Berwin Leighton Paisner (BLP), acting on behalf of an unnamed client, is challenging HM Revenue and Customs (HMRC) over its decision to charge the standard 20 per cent rate of VAT on ebooks while printed books do not have the tax applied.
Alan Sinyor, head of VAT at BLP, said that ebooks and print books should qualify for “fiscal neutrality on the grounds that they are the same from the perspective of meeting the customer’s needs”.
If the case before the UK tribunal is successful, HMRC may have to remove VAT on ebooks, which could have a knock-on effect of reducing their price.
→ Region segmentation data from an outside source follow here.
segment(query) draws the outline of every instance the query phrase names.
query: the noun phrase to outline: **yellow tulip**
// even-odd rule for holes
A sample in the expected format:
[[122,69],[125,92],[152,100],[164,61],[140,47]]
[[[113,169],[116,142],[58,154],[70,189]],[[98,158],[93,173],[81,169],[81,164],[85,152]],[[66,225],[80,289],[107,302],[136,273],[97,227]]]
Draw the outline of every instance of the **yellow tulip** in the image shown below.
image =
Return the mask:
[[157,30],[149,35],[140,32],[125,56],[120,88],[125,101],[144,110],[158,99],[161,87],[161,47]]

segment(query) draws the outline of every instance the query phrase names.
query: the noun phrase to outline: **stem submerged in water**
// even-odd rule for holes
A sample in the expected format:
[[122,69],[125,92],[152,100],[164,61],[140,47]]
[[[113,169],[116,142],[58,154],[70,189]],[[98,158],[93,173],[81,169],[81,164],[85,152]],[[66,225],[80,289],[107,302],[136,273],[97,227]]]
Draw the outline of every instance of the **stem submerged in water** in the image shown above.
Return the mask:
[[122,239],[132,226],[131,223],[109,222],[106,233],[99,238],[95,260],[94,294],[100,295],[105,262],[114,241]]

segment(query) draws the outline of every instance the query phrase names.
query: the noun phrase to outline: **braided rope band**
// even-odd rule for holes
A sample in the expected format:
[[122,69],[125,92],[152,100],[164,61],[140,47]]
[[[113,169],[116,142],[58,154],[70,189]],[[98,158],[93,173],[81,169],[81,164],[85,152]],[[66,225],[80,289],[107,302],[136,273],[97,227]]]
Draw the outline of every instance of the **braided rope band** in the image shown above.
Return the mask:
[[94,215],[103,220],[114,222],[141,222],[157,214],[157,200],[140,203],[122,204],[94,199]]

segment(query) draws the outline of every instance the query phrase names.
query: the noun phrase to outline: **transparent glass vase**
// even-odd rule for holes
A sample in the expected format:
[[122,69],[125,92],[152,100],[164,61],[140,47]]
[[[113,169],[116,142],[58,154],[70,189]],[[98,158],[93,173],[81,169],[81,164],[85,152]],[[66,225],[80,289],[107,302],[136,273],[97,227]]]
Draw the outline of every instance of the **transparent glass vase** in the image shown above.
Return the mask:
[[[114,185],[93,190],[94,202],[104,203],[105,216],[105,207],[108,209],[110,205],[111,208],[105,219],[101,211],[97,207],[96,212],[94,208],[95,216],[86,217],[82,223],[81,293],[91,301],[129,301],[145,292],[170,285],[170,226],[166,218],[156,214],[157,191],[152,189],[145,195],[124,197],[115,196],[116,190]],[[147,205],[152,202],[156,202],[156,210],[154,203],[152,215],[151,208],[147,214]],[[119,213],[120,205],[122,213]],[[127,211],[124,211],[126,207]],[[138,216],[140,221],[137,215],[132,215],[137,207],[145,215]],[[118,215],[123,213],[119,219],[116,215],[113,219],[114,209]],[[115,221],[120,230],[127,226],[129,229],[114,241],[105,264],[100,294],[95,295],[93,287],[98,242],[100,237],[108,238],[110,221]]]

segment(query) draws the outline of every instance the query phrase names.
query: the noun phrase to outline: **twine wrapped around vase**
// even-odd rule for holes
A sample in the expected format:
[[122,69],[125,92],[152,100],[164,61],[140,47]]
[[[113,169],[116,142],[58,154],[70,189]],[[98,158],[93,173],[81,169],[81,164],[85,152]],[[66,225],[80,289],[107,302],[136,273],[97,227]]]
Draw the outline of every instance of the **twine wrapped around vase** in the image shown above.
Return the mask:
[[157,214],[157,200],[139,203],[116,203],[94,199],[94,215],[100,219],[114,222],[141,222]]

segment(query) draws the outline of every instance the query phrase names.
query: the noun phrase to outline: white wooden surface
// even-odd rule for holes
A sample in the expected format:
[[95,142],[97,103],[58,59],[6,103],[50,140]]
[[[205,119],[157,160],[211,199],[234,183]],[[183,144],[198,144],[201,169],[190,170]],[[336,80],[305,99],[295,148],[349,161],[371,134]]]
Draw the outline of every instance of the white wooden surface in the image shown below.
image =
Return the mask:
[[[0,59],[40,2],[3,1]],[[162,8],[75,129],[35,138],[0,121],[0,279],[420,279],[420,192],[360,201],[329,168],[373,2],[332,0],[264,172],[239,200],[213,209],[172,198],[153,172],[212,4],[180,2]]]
However, according to VAT expert Richard Asquith at accounting firm TMF, one unintended consequence of a BLP victory could be that the EU orders the UK to levy VAT on printed books.
“The UK was only allowed to keep the reduced rate on printed books because they already had it when they joined, so if [BLP] wins, the question is, which rate should it be?” Asquith said.
“Most member states say ebooks should be at the top rate, so [raising print prices] is a possibility.”
The EU last week ordered France and Luxembourg to scrap their reduced rates of VAT on ebooks and charge the standard rate, a move that will hit companies such as Amazon, which bases its ebook operation in Luxembourg.
It is also set to launch a consultation on the issue, and is keen to reach a Europe-wide agreement.
“The consultation is a more likely solution,” Asquith said.